You might want to think twice the next time you strip naked in a national publication.
Daniel Sawka learned that the hard way. Eighteen years ago, Sawka, a former district sales manager for ADP Inc., a provider of business outsourcing, posed as a nude lumberjack in Playgirl magazine. His colleagues discovered his brief modeling career online about a month after he started working at ADP in Windsor, Conn., as a district sales manager, in November 2009. They allegedly began teasing him relentlessly, shouting “Timber!” whenever he was around.
On May 24, the tree finally fell: Sawka filed a lawsuit against ADP in U.S. District Court, in Connecticut. He alleges that ADP failed to take action to protect him from sexual harassment.

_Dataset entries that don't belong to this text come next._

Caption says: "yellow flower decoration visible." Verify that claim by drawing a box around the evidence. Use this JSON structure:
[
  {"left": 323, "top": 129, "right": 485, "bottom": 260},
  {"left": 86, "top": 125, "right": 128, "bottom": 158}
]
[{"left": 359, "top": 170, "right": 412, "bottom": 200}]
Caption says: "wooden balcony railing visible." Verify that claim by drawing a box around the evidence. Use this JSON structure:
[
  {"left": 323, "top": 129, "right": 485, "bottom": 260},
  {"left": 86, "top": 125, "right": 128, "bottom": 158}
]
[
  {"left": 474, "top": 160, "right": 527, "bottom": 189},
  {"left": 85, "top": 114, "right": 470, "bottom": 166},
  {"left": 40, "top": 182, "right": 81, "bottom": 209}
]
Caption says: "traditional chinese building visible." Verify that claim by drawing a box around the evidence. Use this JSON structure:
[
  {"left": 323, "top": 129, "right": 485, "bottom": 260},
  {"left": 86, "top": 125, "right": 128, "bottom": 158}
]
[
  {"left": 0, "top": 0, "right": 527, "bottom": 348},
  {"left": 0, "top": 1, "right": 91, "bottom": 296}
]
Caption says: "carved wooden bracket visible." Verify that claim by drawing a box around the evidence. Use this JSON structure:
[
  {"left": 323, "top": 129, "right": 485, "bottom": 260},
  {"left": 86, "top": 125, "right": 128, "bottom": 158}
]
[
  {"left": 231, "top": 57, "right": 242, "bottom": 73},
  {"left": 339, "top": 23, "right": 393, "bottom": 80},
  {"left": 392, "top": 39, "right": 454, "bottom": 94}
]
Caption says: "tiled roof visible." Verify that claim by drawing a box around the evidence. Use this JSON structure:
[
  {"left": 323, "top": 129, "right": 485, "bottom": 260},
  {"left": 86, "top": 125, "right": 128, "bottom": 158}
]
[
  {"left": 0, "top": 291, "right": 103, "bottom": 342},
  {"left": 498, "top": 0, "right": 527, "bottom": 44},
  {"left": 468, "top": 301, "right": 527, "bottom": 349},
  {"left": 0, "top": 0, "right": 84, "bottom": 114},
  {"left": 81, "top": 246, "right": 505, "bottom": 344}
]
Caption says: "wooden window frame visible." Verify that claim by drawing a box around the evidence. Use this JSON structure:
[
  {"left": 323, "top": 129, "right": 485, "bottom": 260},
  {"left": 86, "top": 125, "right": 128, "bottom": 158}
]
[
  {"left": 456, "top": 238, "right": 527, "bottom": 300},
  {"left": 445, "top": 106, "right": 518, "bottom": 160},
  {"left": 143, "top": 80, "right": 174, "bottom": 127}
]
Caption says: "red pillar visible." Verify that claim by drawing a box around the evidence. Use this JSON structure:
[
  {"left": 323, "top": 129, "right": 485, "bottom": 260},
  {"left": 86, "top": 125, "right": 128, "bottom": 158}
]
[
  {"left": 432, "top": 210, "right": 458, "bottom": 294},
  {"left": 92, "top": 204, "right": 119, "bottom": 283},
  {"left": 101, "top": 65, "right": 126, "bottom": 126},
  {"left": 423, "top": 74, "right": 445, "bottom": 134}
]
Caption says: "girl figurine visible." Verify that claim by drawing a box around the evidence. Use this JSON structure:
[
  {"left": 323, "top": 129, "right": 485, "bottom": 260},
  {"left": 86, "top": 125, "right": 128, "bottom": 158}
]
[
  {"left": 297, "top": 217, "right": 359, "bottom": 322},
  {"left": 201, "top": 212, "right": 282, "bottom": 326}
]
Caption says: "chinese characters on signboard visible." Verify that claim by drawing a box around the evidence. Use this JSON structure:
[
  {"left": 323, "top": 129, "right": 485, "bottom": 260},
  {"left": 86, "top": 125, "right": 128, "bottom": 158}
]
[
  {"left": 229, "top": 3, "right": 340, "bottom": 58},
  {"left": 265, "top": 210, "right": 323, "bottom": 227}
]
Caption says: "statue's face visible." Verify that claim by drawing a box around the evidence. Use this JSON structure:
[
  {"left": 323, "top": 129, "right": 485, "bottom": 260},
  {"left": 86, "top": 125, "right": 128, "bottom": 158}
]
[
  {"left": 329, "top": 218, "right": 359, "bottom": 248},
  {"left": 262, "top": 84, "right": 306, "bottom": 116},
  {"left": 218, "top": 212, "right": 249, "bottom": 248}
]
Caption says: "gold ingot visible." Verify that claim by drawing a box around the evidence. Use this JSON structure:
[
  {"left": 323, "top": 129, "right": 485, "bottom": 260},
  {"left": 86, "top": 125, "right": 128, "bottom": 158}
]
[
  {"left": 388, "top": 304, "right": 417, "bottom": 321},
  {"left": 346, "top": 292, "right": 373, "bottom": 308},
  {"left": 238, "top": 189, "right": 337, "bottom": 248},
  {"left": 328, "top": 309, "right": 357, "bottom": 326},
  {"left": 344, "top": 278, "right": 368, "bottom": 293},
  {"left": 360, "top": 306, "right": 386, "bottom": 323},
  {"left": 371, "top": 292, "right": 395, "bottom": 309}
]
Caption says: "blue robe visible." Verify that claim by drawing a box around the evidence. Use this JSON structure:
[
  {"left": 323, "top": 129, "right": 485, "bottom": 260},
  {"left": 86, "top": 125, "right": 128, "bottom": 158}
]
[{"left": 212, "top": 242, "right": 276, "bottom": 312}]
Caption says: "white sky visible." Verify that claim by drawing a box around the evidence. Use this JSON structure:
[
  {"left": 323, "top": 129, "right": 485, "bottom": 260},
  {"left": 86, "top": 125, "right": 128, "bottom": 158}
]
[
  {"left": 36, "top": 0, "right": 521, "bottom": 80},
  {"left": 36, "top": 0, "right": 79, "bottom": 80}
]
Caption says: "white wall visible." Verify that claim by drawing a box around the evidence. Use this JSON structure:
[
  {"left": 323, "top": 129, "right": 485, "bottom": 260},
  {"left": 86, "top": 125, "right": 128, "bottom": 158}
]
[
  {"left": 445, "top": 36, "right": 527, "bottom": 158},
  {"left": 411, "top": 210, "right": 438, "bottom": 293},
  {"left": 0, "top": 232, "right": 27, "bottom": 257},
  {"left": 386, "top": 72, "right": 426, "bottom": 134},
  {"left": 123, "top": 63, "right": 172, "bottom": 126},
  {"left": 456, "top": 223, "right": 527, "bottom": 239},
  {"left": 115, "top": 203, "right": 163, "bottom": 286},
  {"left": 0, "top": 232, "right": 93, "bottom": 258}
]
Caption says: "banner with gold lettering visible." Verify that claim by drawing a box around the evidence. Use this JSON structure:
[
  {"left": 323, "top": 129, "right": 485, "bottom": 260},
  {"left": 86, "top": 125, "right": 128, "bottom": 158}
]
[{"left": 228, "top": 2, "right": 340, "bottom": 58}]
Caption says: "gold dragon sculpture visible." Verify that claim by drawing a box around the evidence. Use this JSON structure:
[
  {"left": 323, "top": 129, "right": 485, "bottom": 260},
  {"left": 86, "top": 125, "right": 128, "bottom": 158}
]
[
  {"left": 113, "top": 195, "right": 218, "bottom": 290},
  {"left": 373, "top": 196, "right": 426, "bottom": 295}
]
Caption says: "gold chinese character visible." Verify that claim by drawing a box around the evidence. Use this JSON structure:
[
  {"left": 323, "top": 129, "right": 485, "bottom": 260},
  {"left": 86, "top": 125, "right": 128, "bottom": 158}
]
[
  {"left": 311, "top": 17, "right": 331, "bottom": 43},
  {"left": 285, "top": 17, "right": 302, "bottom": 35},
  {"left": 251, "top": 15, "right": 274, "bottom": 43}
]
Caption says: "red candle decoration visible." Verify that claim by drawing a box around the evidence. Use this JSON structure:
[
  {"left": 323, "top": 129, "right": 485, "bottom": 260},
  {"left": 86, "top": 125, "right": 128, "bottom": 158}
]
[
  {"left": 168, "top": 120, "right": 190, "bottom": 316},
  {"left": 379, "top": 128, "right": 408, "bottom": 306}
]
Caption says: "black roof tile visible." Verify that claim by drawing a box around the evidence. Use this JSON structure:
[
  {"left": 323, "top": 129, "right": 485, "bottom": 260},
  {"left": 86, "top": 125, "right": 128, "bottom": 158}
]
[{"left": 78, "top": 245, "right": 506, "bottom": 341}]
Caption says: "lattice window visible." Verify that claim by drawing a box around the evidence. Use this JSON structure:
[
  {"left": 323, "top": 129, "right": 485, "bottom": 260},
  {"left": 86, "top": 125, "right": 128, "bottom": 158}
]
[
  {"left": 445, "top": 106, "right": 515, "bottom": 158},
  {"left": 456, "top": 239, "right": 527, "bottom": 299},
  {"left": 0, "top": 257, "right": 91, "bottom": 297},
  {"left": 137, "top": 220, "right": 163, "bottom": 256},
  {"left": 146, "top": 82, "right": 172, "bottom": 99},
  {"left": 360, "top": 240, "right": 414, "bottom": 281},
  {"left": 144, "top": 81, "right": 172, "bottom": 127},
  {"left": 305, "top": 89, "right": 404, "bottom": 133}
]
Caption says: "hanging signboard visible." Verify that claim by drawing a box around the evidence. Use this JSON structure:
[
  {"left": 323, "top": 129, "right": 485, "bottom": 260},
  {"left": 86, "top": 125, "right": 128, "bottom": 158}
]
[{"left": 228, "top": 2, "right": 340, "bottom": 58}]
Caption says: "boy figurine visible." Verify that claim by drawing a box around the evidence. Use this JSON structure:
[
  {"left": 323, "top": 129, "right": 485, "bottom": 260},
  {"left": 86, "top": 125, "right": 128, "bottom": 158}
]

According to the suit, “Following the discovery of the nude pictures, employees in the office engaged in a pattern and practice of jokes, sexually charged comments and ridicule concerning the plaintiff and the pictures.”
Sawka repeatedly asked them to stop, the complaint alleges, but they continued.
“During weekly and monthly roll call meets, jokes and comments of a sexual nature were made and directed” at him, the complaint says. This included jokes about his body parts, “including his genitals,” and a comment about “what homosexual men viewing the photos would be doing while viewing the photos.”
What’s more, the suit alleges, employees Googled Sawka’s name and downloaded or viewed the photos during work hours and on work computers.
At an awards dinner in Manhattan where he received an award, one of his fellow employees asked him about the pictures, and a “manager admitted that everyone at the company knew about the pictures,” the complaint states. Not long after, he, his manager and other employees were transferred to ADP’s office in Milford, Conn.
At two different meetings at the company headquarters in Roseland, N.J., employees he did not know “openly brought up the pictures and made jokes,” the complaint says.
In August 2010, Sawka’s team won a trip to Yankee Stadium and sat in ADP’s luxury box. While there, a sales associate from ADP’s Stamford office loudly asked him “in front of many other employees about being in Playgirl Magazine,” the complaint says.
Sawka claims he was “constructively discharged” in March 2011. He is seeking damages for back pay, front pay, bonuses, personal days, lost pension/retirement benefits, and emotional distress.
Neither Sawka, his lawyer, James Sabatini of Newington, Conn., nor representatives from ADP returned phone calls for comment.